Module simpleTypeDefinition


  Type simpleType

     character (len=1)  :: CharacterArray(1) 
     !The length of the array is one here, but modified in tests
     
     integer   (kind=2) :: FirstInteger

     integer   (kind=2) :: SecondInteger

     integer   (kind=2) :: ThirdInteger

  End Type simpleType

  
End Module simpleTypeDefinition

The compilation step:

 gfortran -c simpleTypeDefinition.f90 characterArrayTest.f90
 gfortran -shared -static -o characterArrayTest.dll characterArrayTest.o

Note: This is the 32-bit version of gfortran, as I'm using the 32-bit version of Excel.


The VBA Side:

First, the mirrored simpleType and declare statements:

Type simpleType

    CharacterArray(0) As String * 1  
    'The length of the array is one here, but modified in tests
    
    FirstInteger As Integer
    
    SecondInteger As Integer
    
    ThirdInteger As Integer
    
End Type

Declare Sub characterArrayTest Lib "characterArrayTest.dll" _
Alias "characterarraytest_@8" _
(simpleTypeIn As simpleType, simpleTypeOut As simpleType)

Next, the calling code:

Dim simpleTypeIn As simpleType
Dim simpleTypeOut As simpleType

simpleTypeIn.CharacterArray(0) = "A"
'simpleTypeIn.CharacterArray(1) = "B"
'simpleTypeIn.CharacterArray(1) = "C"
'simpleTypeIn.CharacterArray(3) = "D"

simpleTypeIn.FirstInteger = 1
simpleTypeIn.SecondInteger = 2
simpleTypeIn.ThirdInteger = 3

Call Module4.characterArrayTest(simpleTypeIn, simpleTypeOut)

The Strange, Buggy Behavior:

Now that we're past the setup, I can describe what's happening:

(I'm playing around with the length of the character array, while leaving the length of the individual characters set to one.
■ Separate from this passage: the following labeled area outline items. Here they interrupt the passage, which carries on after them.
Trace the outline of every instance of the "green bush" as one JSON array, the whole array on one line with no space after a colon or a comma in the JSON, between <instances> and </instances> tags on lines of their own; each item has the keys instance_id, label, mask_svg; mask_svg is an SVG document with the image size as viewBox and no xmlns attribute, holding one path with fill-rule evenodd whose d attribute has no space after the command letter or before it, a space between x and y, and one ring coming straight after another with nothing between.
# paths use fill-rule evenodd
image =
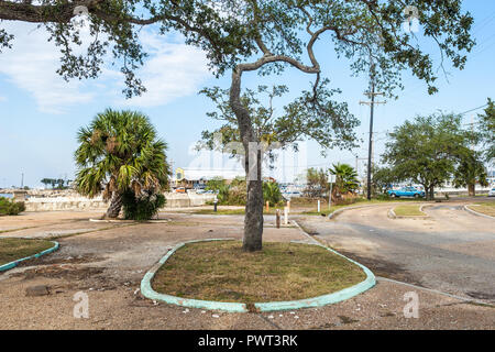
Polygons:
<instances>
[{"instance_id":1,"label":"green bush","mask_svg":"<svg viewBox=\"0 0 495 352\"><path fill-rule=\"evenodd\" d=\"M23 201L0 197L0 216L16 216L25 210Z\"/></svg>"},{"instance_id":2,"label":"green bush","mask_svg":"<svg viewBox=\"0 0 495 352\"><path fill-rule=\"evenodd\" d=\"M391 196L388 196L388 194L377 194L375 198L378 199L378 200L389 200L389 199L392 199Z\"/></svg>"},{"instance_id":3,"label":"green bush","mask_svg":"<svg viewBox=\"0 0 495 352\"><path fill-rule=\"evenodd\" d=\"M158 213L160 208L166 204L162 194L144 193L141 197L135 197L132 190L123 195L123 212L125 220L144 221L150 220Z\"/></svg>"},{"instance_id":4,"label":"green bush","mask_svg":"<svg viewBox=\"0 0 495 352\"><path fill-rule=\"evenodd\" d=\"M277 183L263 183L263 200L268 201L271 207L275 207L284 200Z\"/></svg>"}]
</instances>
I match the character array parameters on both sides in all cases.)


Test case: CharacterArray length = 1

For this first case, everything works great, I pass in the simpleTypeIn and simpleTypeOut from VBA, the Fortran DLL accepts it and copies simpleTypeIn to simpleTypeOut, and after the call VBA returns simpleTypeOut with identical attributes CharacterArray, FirstInteger, and so forth.


Test case: CharacterArray length = 2

This is where things get interesting.

Before the call, simpleTypeIn was as defined. Right after the call, simpleTypeIn.ThirdInteger had changed from 3 to 65! Even weirder, 65 is the ASCII value for the character A, which is simpleTypeIn.CharacterArray(0).

I tested this relationship by changing "A" to "(", which has an ASCII value of 40, and sure enough, simpleTypeIn.ThirdInteger changed to 40. Weird.

In any case, one would expect that simpleTypeOut would be a copy of whatever weird thing simpleTypeIn has been morphed to, but not so! simpleTypeOut was a copy of simpleTypeIn except for simpleTypeOut.ThirdInteger, which was 16961!


Test case: CharacterArray length = 3

This case was identical to case 2, oddly enough.


Test case: CharacterArray length = 4

In this also weird case, after the call simpleTypeIn.SecondInteger changed from 2 to 65, and simpleTypeIn.ThirdInteger changed from 3 to 66, which is the ASCII value for B.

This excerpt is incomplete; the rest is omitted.